Tim menemukan pipa gas dalam keadaan patah diduga akibat terkena jangkar kapal.
Setelah kejadian, pihak China National Offshore Oil Corporation (CNOOC) selaku pemilik pipa gas bawah laut saat itu meminta bantuan TNI AL untuk menginvestigasi kebocoran pipa gas.
Tim Pushidros kemudian diturunkan untuk meneliti penyebab bocornya pipa gas tersebut.
"Alhamdulillah Pushidros sekarang sudah mampu untuk memberikan jawaban tentang situasi bawah air pasca terjadi patahnya pipa gas bawah laut," kata Kepala Pushidros Laksamana Muda TNI Harjo Susmoro, kepada wartawan saat menggelar konfrensi pers di Horison Forbis Hotel Serang, Jumat (20/7/2018).
Harjo mengungkapkan, investigasi bawah laut yang memakan waktu sekitar satu minggu tersebut, tim menemukan pipa dalam keadaan patah dan terdapat goresan akibat benda tajam yang diduga jangkar kapal.
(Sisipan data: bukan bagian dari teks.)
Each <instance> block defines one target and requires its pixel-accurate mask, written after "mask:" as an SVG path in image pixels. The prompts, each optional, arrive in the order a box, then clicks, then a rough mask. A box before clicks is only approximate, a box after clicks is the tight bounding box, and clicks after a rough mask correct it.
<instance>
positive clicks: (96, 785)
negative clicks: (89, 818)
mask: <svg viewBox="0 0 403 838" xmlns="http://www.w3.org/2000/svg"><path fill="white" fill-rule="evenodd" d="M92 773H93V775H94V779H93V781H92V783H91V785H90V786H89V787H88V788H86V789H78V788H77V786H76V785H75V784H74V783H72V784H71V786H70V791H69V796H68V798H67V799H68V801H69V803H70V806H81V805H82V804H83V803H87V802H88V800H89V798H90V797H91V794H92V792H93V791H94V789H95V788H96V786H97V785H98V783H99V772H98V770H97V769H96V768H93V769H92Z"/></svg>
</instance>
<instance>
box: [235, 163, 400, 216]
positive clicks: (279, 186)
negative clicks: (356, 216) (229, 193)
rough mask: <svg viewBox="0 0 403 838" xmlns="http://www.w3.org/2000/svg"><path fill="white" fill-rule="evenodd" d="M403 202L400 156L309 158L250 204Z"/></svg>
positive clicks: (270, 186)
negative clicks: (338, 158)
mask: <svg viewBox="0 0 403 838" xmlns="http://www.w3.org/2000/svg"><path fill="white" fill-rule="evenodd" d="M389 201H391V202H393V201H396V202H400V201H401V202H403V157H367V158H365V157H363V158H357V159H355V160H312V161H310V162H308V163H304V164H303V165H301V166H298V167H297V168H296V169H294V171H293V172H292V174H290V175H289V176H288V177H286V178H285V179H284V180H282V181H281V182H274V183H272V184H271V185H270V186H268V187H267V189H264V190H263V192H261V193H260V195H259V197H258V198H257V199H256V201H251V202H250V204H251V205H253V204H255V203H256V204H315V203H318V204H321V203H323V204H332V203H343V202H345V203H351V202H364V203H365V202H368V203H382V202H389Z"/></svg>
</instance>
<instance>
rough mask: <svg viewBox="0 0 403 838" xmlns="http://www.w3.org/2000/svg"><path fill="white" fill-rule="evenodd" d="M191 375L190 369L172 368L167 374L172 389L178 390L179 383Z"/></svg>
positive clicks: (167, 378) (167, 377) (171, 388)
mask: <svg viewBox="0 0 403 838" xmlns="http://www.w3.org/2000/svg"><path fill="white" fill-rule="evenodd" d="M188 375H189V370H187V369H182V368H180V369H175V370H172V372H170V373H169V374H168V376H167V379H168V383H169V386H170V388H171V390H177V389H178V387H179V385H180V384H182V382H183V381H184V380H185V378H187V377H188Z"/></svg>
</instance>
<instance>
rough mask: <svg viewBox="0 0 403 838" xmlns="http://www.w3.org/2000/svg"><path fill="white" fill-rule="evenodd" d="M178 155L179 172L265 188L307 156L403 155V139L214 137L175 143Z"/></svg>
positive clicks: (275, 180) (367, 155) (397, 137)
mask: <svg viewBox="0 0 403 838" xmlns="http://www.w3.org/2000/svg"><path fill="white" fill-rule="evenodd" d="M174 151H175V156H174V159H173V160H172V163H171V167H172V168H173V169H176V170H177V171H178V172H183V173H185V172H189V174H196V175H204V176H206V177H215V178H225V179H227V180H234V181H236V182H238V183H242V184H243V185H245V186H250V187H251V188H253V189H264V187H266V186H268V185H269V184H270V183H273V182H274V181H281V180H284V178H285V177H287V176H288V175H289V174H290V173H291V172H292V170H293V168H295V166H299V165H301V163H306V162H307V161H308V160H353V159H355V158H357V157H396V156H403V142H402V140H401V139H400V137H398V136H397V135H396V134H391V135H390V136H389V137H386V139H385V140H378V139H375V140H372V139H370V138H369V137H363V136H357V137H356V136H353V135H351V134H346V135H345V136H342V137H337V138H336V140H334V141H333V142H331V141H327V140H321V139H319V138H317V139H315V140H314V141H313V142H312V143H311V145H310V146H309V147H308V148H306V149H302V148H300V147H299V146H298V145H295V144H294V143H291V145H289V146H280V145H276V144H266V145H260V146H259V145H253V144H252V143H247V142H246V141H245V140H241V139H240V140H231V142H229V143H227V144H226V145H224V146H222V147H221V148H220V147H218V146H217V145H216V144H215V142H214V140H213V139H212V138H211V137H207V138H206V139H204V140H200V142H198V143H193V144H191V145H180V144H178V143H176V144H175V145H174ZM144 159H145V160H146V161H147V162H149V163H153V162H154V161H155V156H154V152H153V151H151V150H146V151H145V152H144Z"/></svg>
Selain itu, ada juga bekas garukan tanah selebar 4 meter dan kedalaman 2 meter.
"Diduga adanya benda keras yang membuat pipa itu patah. Indikasi benda keras kalau ada garukan di tanah selebar 4 meter kedalaman 2 meter kemungkinan yang paling ada adalah di laut yaitu besi, logam yang jatuh dan diperkirakan itu adalah jangkar," jelasnya.
Menurutnya, hasil itu didapat salah satunya dengan menggunakan metode side scan sonar yang mampu mendeteksi di kedalaman dasar laut.
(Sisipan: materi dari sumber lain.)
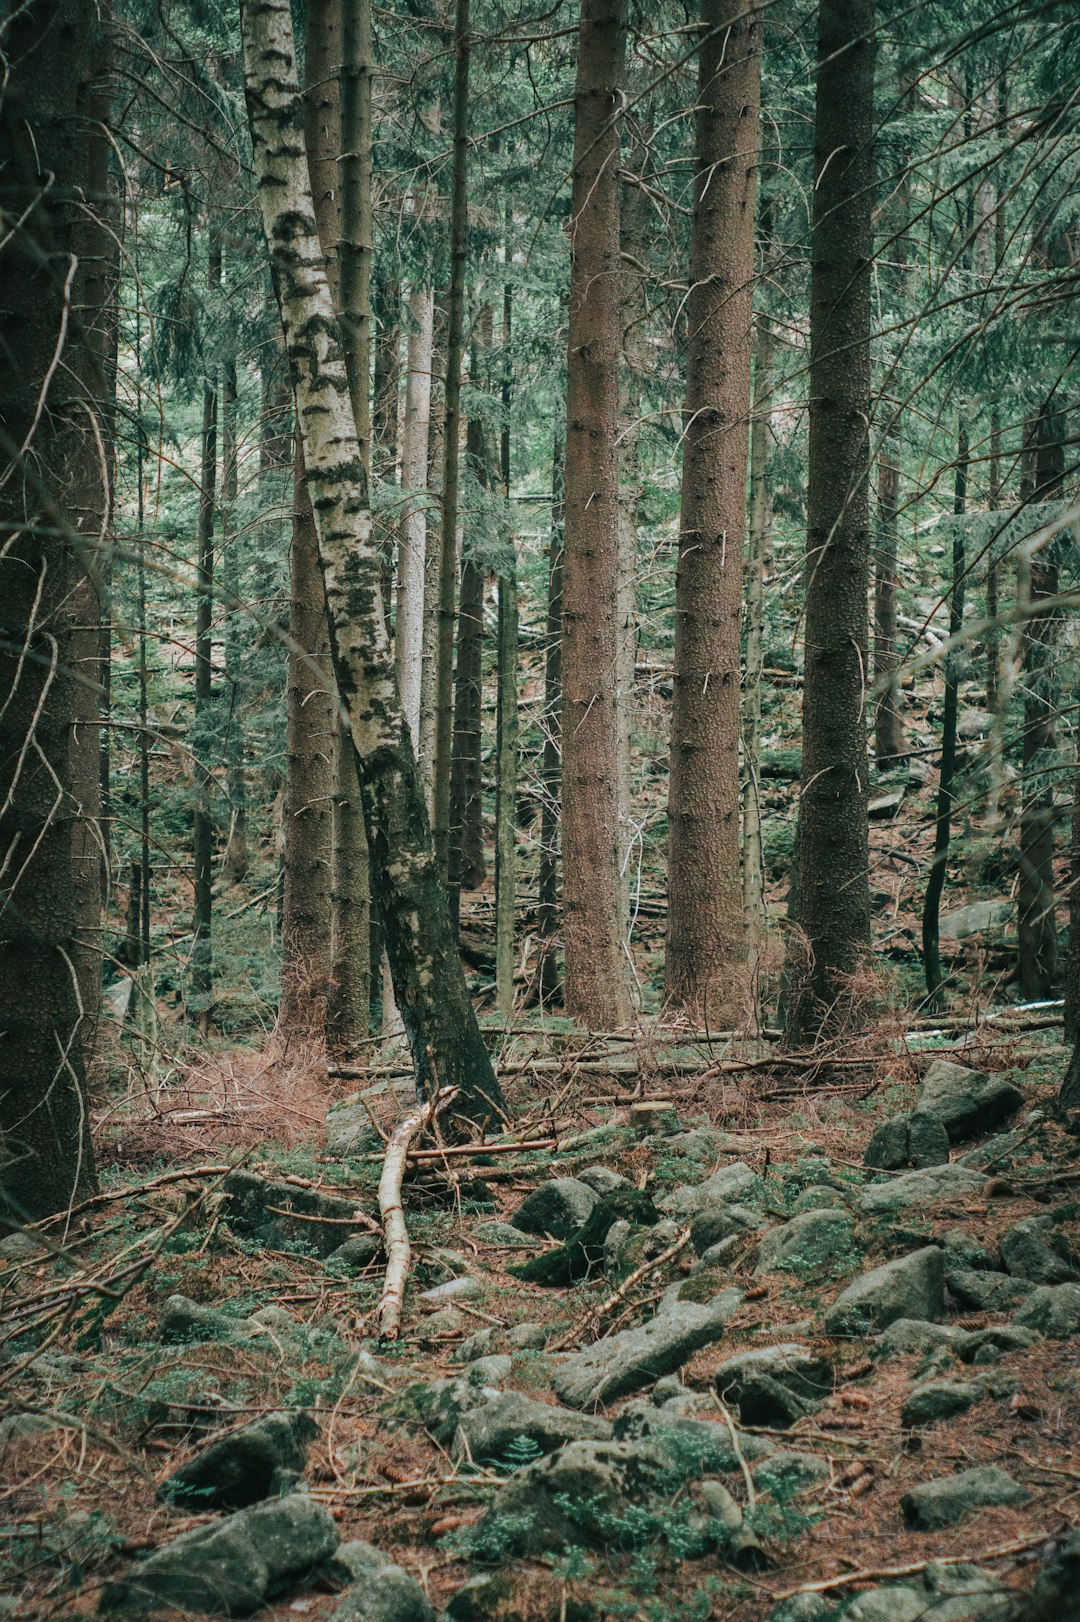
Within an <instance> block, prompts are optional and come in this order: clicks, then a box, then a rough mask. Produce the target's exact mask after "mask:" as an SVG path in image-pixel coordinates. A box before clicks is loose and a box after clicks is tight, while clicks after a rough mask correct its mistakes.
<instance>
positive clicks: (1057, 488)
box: [1017, 401, 1065, 1001]
mask: <svg viewBox="0 0 1080 1622" xmlns="http://www.w3.org/2000/svg"><path fill="white" fill-rule="evenodd" d="M1026 462H1028V469H1030V472H1028V477H1026V480H1025V482H1026V487H1028V488H1026V490H1025V495H1026V496H1028V500H1030V501H1056V500H1059V498H1061V493H1062V487H1064V477H1065V443H1064V414H1062V410H1061V405H1059V404H1057V402H1056V401H1049V402H1048V404H1046V405H1044V407H1043V409H1041V410H1039V414H1038V417H1036V418H1035V422H1033V423H1031V427H1030V430H1028V449H1026ZM1059 560H1061V542H1059V540H1057V537H1054V539H1052V540H1049V542H1048V543H1044V545H1043V547H1039V550H1038V551H1035V553H1033V555H1031V558H1030V560H1028V561H1026V568H1025V569H1023V574H1026V579H1028V592H1026V595H1028V599H1030V605H1031V610H1033V613H1031V616H1030V618H1028V620H1026V621H1025V624H1023V644H1022V646H1023V749H1022V754H1023V787H1022V809H1020V882H1018V920H1017V936H1018V941H1017V944H1018V972H1020V991H1022V993H1023V996H1025V998H1026V999H1028V1001H1038V999H1039V998H1049V996H1052V994H1054V981H1056V975H1057V920H1056V916H1054V900H1056V897H1054V770H1056V766H1057V725H1056V723H1057V681H1056V670H1054V646H1056V642H1057V629H1059V624H1061V610H1059V608H1054V607H1051V608H1043V610H1039V608H1038V603H1039V602H1041V600H1044V599H1049V600H1051V602H1052V599H1054V597H1057V587H1059V573H1061V563H1059Z"/></svg>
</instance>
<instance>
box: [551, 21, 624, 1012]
mask: <svg viewBox="0 0 1080 1622" xmlns="http://www.w3.org/2000/svg"><path fill="white" fill-rule="evenodd" d="M624 86H626V0H582V8H581V28H579V36H577V83H576V89H574V185H572V196H571V294H569V349H568V371H566V540H564V555H563V933H564V949H566V988H564V996H566V1009H568V1012H569V1014H571V1015H572V1017H574V1019H577V1020H581V1022H582V1023H585V1025H589V1027H592V1028H597V1030H611V1028H613V1027H616V1025H623V1023H624V1022H626V1020H628V1019H629V1014H631V999H629V988H628V975H626V954H624V939H623V884H621V879H619V848H618V843H619V842H618V819H619V717H618V652H619V624H618V584H619V506H618V449H616V433H618V375H619V182H618V162H619V130H618V118H619V114H621V102H623V94H624Z"/></svg>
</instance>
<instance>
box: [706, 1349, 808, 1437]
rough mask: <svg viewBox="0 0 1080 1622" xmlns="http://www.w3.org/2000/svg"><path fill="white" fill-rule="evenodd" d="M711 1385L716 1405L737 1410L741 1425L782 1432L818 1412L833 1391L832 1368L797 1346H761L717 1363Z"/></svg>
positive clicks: (805, 1349) (804, 1350)
mask: <svg viewBox="0 0 1080 1622" xmlns="http://www.w3.org/2000/svg"><path fill="white" fill-rule="evenodd" d="M715 1382H717V1393H718V1397H720V1400H722V1401H725V1403H733V1405H735V1406H738V1411H739V1419H741V1421H743V1424H746V1426H762V1427H765V1429H774V1431H786V1429H788V1426H793V1424H795V1422H796V1419H803V1418H804V1416H806V1414H809V1413H814V1411H816V1408H819V1406H821V1401H822V1398H824V1397H825V1395H827V1393H829V1392H830V1390H832V1366H830V1364H829V1362H827V1361H825V1359H824V1358H821V1356H817V1354H816V1353H812V1351H811V1350H809V1346H801V1345H798V1343H786V1345H780V1346H762V1348H761V1350H759V1351H743V1353H739V1354H738V1356H735V1358H728V1359H726V1361H725V1362H722V1364H720V1367H718V1369H717V1374H715Z"/></svg>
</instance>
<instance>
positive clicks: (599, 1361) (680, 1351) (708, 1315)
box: [551, 1289, 743, 1408]
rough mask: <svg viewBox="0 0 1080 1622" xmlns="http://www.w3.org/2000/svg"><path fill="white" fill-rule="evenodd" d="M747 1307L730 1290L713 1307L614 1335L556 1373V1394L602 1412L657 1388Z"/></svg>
mask: <svg viewBox="0 0 1080 1622" xmlns="http://www.w3.org/2000/svg"><path fill="white" fill-rule="evenodd" d="M741 1304H743V1291H741V1289H725V1291H722V1293H720V1296H717V1298H715V1299H714V1301H710V1302H709V1304H707V1306H697V1304H694V1302H692V1301H683V1302H679V1304H678V1306H676V1309H675V1311H671V1312H658V1314H657V1317H654V1319H650V1322H649V1324H642V1325H641V1328H624V1330H621V1332H619V1333H618V1335H608V1337H606V1340H600V1341H597V1343H595V1345H594V1346H587V1348H585V1350H584V1351H579V1353H576V1354H574V1356H571V1358H568V1359H566V1362H563V1366H561V1367H559V1369H556V1372H555V1377H553V1380H551V1385H553V1390H555V1395H556V1397H558V1398H559V1400H561V1401H564V1403H568V1405H569V1406H571V1408H598V1406H600V1405H602V1403H610V1401H615V1398H616V1397H628V1395H629V1393H631V1392H637V1390H641V1388H642V1387H644V1385H652V1384H654V1380H658V1379H660V1377H662V1375H665V1374H673V1372H675V1371H676V1369H681V1367H683V1364H684V1362H686V1359H688V1358H692V1354H694V1353H696V1351H701V1348H702V1346H712V1345H714V1343H715V1341H718V1340H720V1338H722V1335H723V1327H725V1324H726V1322H728V1319H731V1317H733V1315H735V1314H736V1312H738V1309H739V1306H741Z"/></svg>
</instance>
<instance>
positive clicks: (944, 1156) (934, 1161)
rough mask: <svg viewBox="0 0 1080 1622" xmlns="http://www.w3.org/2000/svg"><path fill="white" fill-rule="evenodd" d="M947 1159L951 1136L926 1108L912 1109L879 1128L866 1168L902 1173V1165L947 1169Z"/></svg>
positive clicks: (867, 1155) (878, 1127) (870, 1140)
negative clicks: (919, 1108) (908, 1111)
mask: <svg viewBox="0 0 1080 1622" xmlns="http://www.w3.org/2000/svg"><path fill="white" fill-rule="evenodd" d="M947 1160H949V1134H947V1132H945V1129H944V1126H942V1124H941V1121H936V1119H934V1116H929V1114H926V1113H924V1111H923V1109H913V1111H911V1113H910V1114H900V1116H895V1118H894V1119H892V1121H884V1122H882V1124H881V1126H879V1127H877V1131H876V1132H874V1135H872V1137H871V1140H869V1144H868V1147H866V1153H864V1156H863V1165H864V1166H872V1168H874V1169H876V1171H900V1169H902V1168H903V1166H916V1168H921V1166H944V1165H945V1163H947Z"/></svg>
Pipa gas yang awalnya ditanam di bawah laut itu didapati bengkok akibat tekanan gas saat pipa tersebut patah akibat terkena benda diduga jangkar.
Adapun dugaan terkena jangkar kapal itu dilihat dari bekas goresan yang mengenai pipa gas. Selain itu, benda keras di bawah laut dipastikan hanya jangkar kapal yang bisa merobek pipa gas karena beban jangkar mencapai 6 ton.
Lebih lanjut Harjo mengungkapkan, sesuai peraturan Internasional, seharusnya di wilayah yang terdapat instalasi listrik atau pipa di bawah laut tidak boleh ada aktivitas kapal sejauh 1.750 meter. Apabila terdapat aktivitas, sudah barang tentu ada pelanggaran.
"Jadi dalam UNCLOS 82, itu aturan internasional itu disebutkan bahwa apabila ada instalasi bawah air di situ pemerintah akan menentukan daerah terlarang sejauh 1750 meter dari kanan kiri tidak boleh ada kegiatan labuh jangkar ataupun kegiatan bawah air di situ," terang dia.
"Kalau seandainya ada didapati kapal melaksanakan kegiatan itu ada atau tidak ada kerusakan itu sudah pelanggaran," sebutnya.
Untuk hasil investigasi tim Puhidros, selanjutnya akan diserahkan ke pihak kepolisian sebagai bahan penyelidikan. Penyerahan hasil dilakukan dalam waktu dekat.
"Secepatnya hasil investigas akan kita serahkan ke Polair untuk bahan penyelidikan," tukasnya. (Ardi/TN1).